Get email delivery of the Cadence blog featured here
EDPS is the Electronic Design Process Symposium, historically held in Monterey, but this year in Milpitas for the first time. My first post about the symposium is Solving the Design to Manufacturing Problems in Milpitas. That post ended saying that the rest of the day was taken up by two more sessions:
There were actually five people who presented in this session:
I am going to focus on just two of these, to keep this post to a reasonable length. David White because...well, Cadence. And Jeff Dyck of Solido, since they have been doing machine learning for longer than anyone else, I believe, with it being a key component of their products since they were founded up in the Saskatchewan prairies. Plus some slide decks were missing from the thumbdrive of the proceedings.
David opened by pointing out a big weakness of traditional EDA tools. They pretty much assume that each run of a tool is completely independent and behave as if nothing has been learned from any previous runs.

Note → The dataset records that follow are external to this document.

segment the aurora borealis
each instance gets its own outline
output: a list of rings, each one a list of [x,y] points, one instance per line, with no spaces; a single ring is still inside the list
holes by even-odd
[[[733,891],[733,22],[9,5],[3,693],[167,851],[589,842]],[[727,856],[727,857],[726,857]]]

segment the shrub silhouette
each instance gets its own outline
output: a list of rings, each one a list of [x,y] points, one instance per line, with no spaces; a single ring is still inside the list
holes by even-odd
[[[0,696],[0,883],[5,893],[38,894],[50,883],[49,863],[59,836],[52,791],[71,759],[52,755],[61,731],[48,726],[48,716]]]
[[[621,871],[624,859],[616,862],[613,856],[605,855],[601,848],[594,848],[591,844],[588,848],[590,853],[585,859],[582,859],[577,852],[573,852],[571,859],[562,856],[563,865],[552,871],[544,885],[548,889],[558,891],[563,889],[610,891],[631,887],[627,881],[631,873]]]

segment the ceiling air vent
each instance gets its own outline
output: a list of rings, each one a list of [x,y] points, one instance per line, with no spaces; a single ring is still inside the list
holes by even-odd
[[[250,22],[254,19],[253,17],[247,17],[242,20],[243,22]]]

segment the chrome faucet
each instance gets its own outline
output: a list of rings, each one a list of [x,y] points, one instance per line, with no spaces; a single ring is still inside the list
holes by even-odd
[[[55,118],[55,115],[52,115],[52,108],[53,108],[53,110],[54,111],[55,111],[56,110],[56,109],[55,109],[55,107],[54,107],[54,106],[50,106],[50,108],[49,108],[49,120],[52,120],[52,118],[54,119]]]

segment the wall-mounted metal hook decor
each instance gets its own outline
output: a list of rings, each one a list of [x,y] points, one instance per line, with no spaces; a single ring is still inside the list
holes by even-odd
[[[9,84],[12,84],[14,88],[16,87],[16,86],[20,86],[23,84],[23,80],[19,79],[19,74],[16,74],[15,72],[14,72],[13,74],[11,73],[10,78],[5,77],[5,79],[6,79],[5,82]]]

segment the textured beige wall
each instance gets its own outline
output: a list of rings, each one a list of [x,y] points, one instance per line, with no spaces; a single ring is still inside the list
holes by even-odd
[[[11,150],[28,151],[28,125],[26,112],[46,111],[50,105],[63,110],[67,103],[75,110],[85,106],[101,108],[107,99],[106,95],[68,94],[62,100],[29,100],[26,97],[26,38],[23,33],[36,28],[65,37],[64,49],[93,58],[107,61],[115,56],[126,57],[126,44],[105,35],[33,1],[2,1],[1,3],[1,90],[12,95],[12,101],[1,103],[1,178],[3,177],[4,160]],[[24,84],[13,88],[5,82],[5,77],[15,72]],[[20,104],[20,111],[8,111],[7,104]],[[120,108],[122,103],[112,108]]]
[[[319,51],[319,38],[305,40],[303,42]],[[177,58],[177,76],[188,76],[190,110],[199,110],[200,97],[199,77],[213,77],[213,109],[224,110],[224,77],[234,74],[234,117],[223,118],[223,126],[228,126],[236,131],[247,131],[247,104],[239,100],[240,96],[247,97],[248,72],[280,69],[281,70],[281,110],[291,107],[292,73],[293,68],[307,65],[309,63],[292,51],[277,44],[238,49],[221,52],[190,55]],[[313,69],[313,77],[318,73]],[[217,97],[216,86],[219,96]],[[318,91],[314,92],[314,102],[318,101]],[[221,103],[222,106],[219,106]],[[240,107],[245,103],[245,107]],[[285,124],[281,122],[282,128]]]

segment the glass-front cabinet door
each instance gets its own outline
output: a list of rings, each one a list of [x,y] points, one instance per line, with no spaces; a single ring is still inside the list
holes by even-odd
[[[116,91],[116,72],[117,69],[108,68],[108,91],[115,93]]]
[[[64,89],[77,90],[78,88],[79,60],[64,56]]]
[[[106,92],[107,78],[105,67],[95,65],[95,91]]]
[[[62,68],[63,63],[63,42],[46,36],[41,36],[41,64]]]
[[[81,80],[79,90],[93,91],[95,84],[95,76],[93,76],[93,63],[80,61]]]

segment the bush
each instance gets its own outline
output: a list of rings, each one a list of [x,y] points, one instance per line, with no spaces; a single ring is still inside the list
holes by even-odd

Actually, that's not quite true. The user of the tools is expected to inspect the results and use information there to inform better choices of switches and parameters for subsequent runs. But the tool has no memory.
For example, during physical design:
The process seems to be especially difficult in EDA since there are lots of factors that may be unobservable, such as design intent or preferences. The process is dynamic, with one decision depending on others in a way that is not captured in machine-readable form. Users often complain that they are trying to get a tool to do something, but since there is no way for them to express that something, they have to indirectly use the knobs that they are given.
A trivial example in another domain I like to use to show this is that if you want to get a picture on the one page in a document (in, say, Word) with the text about it on the opposite page. Of course, you can explicitly place everything, but then when other things change in the document, that is the wrong decision. But (as far as I know) there is no direct way to express your "design intent" which is that you want the picture opposite the text. In a design with millions of placeable instances, there are lots of things like this that are wishes of the designer that there is no way to express to the physical design tool.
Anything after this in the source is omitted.